Initially, Mr Horn had put up nearly 100 houses for farm workers. But as the workers’ families grew, some constructed additional houses on the farm.
This prompted the farm owner to move to court seeking an eviction order for the additional houses. The court granted the orders on October 16 this year, and the eviction squad moved in yesterday.
The residents pleaded in vain with the police and the auctioneer to give them more time. Some attempted to resist but were overpowered as the bulldozers started flattening the houses.
“We don’t dispute that the land is not ours. However there is a humane way of handling this matter. They should have given us a three days notice for us to move,” said Margaret Apurwa.

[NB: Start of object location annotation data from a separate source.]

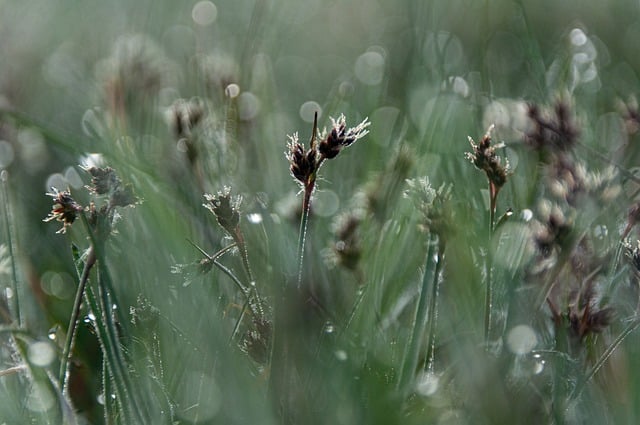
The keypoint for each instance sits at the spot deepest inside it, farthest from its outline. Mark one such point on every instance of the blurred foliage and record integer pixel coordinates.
(187, 98)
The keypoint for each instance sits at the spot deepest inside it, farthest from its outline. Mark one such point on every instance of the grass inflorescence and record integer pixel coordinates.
(424, 276)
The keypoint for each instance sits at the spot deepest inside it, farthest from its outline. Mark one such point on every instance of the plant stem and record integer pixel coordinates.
(433, 312)
(419, 324)
(605, 356)
(304, 219)
(8, 218)
(73, 321)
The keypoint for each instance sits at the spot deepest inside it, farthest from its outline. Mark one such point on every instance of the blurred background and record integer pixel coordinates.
(108, 83)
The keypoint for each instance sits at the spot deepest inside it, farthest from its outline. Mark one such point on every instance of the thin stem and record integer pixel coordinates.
(304, 219)
(67, 351)
(8, 218)
(433, 312)
(419, 324)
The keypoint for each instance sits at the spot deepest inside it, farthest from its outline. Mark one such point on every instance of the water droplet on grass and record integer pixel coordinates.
(427, 383)
(204, 13)
(521, 339)
(254, 218)
(41, 353)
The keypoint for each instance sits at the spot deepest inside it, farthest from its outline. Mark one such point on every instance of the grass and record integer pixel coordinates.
(210, 268)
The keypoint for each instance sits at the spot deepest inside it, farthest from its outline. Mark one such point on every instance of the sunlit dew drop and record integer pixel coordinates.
(6, 154)
(41, 353)
(521, 339)
(369, 67)
(254, 218)
(341, 355)
(577, 37)
(89, 318)
(92, 160)
(600, 231)
(427, 383)
(204, 13)
(308, 110)
(40, 399)
(526, 214)
(232, 91)
(538, 365)
(56, 180)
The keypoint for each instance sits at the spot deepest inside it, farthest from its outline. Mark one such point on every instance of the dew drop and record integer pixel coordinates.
(309, 109)
(521, 339)
(527, 214)
(369, 68)
(254, 218)
(329, 328)
(232, 91)
(89, 318)
(600, 231)
(427, 383)
(341, 355)
(41, 353)
(56, 180)
(577, 37)
(204, 13)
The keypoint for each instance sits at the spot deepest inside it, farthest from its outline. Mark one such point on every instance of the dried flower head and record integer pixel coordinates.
(585, 316)
(103, 180)
(484, 158)
(305, 163)
(225, 208)
(553, 231)
(339, 136)
(65, 209)
(433, 205)
(302, 164)
(184, 115)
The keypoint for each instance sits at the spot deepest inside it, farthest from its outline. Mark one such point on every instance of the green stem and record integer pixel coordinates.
(419, 325)
(433, 312)
(74, 321)
(306, 204)
(8, 218)
(605, 356)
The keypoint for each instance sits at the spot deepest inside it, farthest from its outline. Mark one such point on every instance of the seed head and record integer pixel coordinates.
(65, 209)
(484, 158)
(225, 208)
(302, 164)
(339, 136)
(555, 133)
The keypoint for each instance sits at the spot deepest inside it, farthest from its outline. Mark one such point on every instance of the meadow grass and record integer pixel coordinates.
(211, 252)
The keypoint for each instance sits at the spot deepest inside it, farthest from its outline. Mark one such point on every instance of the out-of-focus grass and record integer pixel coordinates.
(100, 78)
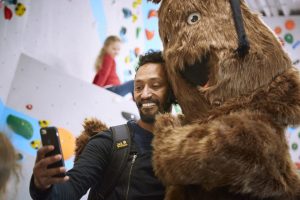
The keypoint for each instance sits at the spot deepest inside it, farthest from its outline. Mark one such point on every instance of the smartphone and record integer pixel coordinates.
(50, 136)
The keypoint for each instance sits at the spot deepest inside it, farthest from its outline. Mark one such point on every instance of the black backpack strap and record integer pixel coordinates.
(121, 136)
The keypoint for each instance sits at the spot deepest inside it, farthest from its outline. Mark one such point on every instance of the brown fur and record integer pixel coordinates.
(91, 127)
(232, 143)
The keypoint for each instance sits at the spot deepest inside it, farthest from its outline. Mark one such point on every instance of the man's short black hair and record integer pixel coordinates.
(150, 57)
(156, 57)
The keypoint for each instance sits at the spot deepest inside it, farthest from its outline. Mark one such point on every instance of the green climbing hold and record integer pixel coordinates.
(289, 38)
(20, 126)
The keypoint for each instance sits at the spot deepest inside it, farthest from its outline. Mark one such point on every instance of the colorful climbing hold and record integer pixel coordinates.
(296, 44)
(67, 141)
(20, 9)
(35, 144)
(29, 107)
(290, 24)
(137, 51)
(294, 146)
(134, 18)
(123, 31)
(152, 13)
(137, 32)
(44, 123)
(277, 30)
(149, 34)
(20, 126)
(281, 41)
(19, 156)
(7, 13)
(126, 12)
(127, 59)
(289, 38)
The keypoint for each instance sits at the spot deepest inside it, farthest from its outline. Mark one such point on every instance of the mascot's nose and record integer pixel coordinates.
(197, 74)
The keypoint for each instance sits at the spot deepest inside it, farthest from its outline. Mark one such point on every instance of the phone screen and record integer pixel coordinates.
(50, 136)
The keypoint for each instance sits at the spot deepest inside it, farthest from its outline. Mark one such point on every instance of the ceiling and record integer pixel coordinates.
(274, 8)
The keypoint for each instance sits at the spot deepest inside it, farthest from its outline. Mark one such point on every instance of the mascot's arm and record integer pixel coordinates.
(240, 151)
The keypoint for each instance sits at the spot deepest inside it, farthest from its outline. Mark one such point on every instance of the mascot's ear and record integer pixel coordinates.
(155, 1)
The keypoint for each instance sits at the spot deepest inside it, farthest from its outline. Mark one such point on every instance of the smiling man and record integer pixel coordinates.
(152, 95)
(151, 89)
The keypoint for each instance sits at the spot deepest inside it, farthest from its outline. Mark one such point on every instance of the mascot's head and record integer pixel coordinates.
(219, 47)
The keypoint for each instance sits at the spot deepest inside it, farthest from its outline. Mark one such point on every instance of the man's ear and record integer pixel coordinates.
(155, 1)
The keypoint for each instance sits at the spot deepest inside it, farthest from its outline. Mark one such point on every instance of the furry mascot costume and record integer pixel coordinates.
(238, 92)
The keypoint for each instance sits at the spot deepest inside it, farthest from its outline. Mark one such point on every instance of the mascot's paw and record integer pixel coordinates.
(91, 126)
(166, 121)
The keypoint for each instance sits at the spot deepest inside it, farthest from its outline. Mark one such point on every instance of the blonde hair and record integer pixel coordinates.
(8, 161)
(108, 41)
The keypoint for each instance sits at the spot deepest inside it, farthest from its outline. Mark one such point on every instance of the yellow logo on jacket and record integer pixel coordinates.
(122, 144)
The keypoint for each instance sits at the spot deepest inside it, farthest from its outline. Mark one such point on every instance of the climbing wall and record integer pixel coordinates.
(288, 31)
(41, 96)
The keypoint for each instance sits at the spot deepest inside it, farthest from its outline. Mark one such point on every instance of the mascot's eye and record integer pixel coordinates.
(193, 18)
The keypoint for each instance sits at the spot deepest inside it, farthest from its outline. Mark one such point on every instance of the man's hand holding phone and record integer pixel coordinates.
(44, 177)
(49, 165)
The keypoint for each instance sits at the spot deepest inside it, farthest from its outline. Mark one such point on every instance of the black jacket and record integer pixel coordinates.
(136, 183)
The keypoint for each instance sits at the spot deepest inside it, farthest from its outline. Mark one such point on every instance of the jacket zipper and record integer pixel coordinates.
(128, 186)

The families, some who have spent their entire lives in the sisal farm, watched helplessly as their houses came down. Five churches were also brought down.
“We leave the estate with nothing and have nowhere to go,” said Apurwa.
Affected families said vital documents such school and birth certificates, as well as marriage certificates, were lost during the demolitions.
The auctioneer confirmed that the villagers had not been served with an eviction notice, but argued that they were aware of the ongoing court proceedings and the ruling.
“The court order was issued on October 16 this year in the presence of their lawyer and the farm owner. It was the responsibility of their lawyer to inform and advise them accordingly,” said John Ngunji, the chairman of Tango Auctioneers.
Rongai OCPD Japhet Kioko supervised the eviction.
“Our main responsibility was to ensure that the eviction order was enforced peacefully,” he said.